Location: Bayfront Convention Center, Great Hall, 1 Sassafras Pier, Erie, PA 16507
Date/Time: Tuesday, October 29, 7:30-9:00PM
Admission: General Admission $35.00, Preferred Seating $60.00
Parking:
Heather Cox Richardson is Professor of History at Boston College. She has written about the Civil War, Reconstruction, the Gilded Age, and the American West in award-winning books whose subjects stretch from the European settlement of the North American continent to the history of the Republican Party through the Trump administration. She is the author, most recently, of the bestselling Democracy Awakening: Notes on the State of America. Jane Mayer has called the book “a vibrant, and essential history of America's unending, enraging and utterly compelling struggle since its founding to live up to its own best ideals.” Heather Richardson’s work has appeared in the Washington Post, the New York Times, and The Guardian, among other outlets. Her nightly newsletter, Letters from an American, reaches over a million readers.
Tom Nichols is a bestselling author and staff writer at The Atlantic. A professor emeritus of national security affairs at the U.S. Naval War College, he has expertise on a range of foreign policy issues including Russia, nuclear weapons, and the role of war in international affairs.
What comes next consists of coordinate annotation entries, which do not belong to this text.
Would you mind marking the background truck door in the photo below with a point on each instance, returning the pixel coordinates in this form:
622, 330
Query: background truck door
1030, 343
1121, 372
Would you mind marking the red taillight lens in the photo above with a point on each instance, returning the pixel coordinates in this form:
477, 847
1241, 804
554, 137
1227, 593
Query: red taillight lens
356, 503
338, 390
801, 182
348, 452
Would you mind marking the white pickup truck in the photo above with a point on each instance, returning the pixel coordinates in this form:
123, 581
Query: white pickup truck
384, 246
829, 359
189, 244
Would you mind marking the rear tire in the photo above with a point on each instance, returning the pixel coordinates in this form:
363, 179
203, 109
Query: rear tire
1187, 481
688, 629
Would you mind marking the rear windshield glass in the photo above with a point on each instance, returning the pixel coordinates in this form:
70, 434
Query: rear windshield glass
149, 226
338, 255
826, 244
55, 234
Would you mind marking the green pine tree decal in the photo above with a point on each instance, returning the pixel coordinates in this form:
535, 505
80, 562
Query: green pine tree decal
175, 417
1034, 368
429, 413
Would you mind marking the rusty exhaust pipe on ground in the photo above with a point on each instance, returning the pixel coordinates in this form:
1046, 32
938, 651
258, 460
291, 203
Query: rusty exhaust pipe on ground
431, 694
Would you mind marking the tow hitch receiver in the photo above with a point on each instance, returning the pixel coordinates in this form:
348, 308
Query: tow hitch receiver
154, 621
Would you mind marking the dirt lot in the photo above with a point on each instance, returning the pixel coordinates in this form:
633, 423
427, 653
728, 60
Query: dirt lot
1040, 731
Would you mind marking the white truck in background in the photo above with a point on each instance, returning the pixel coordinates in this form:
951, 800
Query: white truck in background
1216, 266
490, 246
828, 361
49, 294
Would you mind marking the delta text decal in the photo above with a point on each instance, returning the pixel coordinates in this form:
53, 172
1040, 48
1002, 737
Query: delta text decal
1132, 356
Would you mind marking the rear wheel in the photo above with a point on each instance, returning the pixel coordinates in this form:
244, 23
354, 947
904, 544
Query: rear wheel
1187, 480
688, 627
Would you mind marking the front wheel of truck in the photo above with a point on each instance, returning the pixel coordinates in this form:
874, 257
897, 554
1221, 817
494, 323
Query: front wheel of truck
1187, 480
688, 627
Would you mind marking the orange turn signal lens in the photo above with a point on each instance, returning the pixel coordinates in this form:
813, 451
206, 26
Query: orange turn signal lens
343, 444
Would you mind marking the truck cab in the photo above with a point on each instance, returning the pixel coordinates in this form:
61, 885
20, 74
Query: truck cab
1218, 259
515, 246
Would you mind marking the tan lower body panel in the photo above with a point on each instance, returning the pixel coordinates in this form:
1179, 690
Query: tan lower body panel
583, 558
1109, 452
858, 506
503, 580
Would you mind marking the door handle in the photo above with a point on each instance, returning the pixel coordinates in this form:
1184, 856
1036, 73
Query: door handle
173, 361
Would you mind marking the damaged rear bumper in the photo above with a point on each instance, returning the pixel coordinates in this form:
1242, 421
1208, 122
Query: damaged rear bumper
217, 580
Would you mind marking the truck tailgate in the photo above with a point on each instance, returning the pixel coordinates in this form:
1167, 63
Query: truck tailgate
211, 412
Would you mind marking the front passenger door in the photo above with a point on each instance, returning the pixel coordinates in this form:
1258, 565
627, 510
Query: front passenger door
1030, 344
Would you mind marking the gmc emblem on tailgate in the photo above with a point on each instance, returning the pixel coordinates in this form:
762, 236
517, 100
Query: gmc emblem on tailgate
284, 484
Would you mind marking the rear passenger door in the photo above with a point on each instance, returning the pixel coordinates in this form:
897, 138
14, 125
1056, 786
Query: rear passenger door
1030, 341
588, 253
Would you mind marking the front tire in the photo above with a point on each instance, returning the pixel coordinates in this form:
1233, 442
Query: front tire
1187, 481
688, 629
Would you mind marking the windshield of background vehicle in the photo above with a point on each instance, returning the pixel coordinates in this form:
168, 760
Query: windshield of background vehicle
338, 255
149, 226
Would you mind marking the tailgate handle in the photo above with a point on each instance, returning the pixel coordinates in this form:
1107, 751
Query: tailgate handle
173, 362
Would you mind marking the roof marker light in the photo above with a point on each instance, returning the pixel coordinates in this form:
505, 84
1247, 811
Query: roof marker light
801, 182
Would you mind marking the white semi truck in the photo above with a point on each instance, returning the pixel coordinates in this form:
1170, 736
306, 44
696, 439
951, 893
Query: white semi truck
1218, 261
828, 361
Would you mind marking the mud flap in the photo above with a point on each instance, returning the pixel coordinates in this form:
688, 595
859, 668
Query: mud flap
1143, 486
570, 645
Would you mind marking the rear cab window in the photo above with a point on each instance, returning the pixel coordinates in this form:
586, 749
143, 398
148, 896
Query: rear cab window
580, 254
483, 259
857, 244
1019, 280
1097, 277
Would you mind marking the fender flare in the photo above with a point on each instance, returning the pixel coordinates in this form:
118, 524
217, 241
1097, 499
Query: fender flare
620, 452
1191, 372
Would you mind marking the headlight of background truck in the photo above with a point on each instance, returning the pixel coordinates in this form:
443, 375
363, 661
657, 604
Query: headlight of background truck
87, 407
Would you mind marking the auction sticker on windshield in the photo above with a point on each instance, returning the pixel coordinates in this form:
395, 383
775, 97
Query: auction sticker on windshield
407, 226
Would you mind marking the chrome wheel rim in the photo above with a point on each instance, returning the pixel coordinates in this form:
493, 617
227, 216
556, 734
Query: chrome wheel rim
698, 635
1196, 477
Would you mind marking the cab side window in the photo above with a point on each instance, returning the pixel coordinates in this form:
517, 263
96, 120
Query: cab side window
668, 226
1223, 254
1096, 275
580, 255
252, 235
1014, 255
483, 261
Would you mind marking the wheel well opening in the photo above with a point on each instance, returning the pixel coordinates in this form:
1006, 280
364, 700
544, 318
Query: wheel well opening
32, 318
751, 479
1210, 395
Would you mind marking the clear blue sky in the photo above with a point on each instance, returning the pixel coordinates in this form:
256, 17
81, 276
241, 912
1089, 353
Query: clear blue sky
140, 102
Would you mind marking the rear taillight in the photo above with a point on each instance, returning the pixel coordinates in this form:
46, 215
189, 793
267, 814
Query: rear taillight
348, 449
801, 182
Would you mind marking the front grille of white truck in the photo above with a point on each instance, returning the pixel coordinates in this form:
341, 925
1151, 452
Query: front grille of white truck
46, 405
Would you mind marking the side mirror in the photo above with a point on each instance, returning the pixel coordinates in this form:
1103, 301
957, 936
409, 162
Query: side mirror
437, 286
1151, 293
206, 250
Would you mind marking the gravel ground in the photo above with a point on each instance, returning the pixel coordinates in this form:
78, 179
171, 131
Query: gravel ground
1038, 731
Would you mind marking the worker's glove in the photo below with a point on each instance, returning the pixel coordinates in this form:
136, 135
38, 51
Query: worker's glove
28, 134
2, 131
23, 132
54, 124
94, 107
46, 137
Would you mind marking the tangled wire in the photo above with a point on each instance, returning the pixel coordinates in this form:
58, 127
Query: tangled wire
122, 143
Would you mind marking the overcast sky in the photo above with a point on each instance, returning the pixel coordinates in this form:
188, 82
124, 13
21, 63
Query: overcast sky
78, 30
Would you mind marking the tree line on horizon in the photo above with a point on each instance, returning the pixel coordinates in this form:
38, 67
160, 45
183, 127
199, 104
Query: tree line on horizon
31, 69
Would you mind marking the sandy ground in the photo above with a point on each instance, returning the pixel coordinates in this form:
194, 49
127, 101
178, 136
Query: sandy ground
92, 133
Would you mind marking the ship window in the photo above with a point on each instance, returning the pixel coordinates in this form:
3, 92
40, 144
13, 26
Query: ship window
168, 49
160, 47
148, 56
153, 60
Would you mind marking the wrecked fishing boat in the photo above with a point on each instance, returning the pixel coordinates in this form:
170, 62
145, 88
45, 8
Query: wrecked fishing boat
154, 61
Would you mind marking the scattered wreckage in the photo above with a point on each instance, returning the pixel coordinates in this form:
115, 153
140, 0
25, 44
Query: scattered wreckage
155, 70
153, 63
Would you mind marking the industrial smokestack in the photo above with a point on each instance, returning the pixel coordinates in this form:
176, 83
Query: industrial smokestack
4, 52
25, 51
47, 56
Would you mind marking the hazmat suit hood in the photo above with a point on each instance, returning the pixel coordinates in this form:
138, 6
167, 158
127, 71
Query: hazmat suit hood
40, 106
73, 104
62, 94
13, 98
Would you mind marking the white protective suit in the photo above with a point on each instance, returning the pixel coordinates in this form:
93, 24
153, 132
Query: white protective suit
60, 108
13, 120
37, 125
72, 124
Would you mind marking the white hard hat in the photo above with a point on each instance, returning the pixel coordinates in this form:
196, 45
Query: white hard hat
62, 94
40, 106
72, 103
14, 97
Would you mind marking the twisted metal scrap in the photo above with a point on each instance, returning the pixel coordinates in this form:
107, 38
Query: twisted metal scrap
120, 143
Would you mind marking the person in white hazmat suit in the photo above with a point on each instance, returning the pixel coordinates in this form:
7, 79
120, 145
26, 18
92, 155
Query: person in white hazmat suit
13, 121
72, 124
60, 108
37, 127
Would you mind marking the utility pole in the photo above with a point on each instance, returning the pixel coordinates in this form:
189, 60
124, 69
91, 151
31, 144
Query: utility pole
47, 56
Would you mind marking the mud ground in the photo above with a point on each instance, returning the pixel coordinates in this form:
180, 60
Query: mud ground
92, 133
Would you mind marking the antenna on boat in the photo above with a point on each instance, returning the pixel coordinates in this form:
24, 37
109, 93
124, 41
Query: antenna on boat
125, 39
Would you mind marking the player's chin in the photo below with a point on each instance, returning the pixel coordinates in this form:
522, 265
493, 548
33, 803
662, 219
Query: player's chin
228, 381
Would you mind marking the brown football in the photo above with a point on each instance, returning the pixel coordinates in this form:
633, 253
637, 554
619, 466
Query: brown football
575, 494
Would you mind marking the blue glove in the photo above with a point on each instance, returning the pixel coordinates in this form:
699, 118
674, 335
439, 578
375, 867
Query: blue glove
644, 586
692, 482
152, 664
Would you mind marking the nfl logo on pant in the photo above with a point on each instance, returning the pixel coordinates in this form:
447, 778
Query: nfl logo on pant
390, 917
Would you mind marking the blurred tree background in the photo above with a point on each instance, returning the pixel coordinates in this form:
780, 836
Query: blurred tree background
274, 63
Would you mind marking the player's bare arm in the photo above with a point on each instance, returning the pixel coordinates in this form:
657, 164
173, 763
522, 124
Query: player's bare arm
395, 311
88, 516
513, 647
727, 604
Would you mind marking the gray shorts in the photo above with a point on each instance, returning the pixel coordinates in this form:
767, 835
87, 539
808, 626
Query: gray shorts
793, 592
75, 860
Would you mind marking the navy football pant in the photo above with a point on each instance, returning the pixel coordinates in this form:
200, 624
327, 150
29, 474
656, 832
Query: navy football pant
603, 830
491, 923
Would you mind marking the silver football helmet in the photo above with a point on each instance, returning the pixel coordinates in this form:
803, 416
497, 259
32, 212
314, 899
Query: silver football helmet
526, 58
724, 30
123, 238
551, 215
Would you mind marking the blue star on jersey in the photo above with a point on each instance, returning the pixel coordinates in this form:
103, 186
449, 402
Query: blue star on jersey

Confidently contrarian, Nichols is renowned for his commentary on political issues, the decline of modern society, and threats to democracy at home and abroad. He writes The Atlantic Daily newsletter, guiding readers through the biggest news, ideas, and cultural happenings of the day. Tom’s most well-known book, The Death of Expertise: The Campaign Against Established Knowledge and Why It Matters, examines the collapse of trust in experts and the increase in attacks against science and learning from a public that thinks it knows as much as experts. He makes the case that this false egalitarianism is dangerous to democracy. The book, which has been published in fifteen languages, was deemed “a sweeping indictment of the deliberate, widespread and ultimately self-destructive devaluing of knowledge in America” by POLITICO. In April 2024, Nichols returns with The Death of Expertise, Second Edition, featuring updated evidence including the COVID pandemic to prove that the assault on expertise has only intensified in the seven years since the original publication.
In Our Own Worst Enemy, Tom examines the decline of democracy and the rise of illiberal, anti-democratic movements in the United States and elsewhere. He challenges voters in the democracies to recognize how they themselves, after years of peace and prosperity, have endangered their own system of government with their own lack of civic involvement, their sense of entitlement, and their unwillingness to support basic values such as the rule of law and the equality of others. Publisher’s Weekly called it “a searing critique of contemporary political culture and the rise of illiberalism on both the right and the left.”
Tom Nichols has been named to the POLITICO 50, one the “key thinkers, doers, and visionaries reshaping American politics and policy.” He taught at the U.S. Naval War College for over 25 years and at the Harvard Extension School for nearly 20 years. He served as Senior Associate of the Carnegie Council on Ethics and International Affairs, as Fellow at the Center for Strategic and International Studies, and is currently a Fellow of the International History Institute at Boston University. Nichols also worked as a legislative aide in the Massachusetts House and the U.S. Senate and served on Senator John Heinz’s defense and security affairs staff. Tom is a five-time undefeated Jeopardy! champion and was once listed as one of the top 100 players of the game.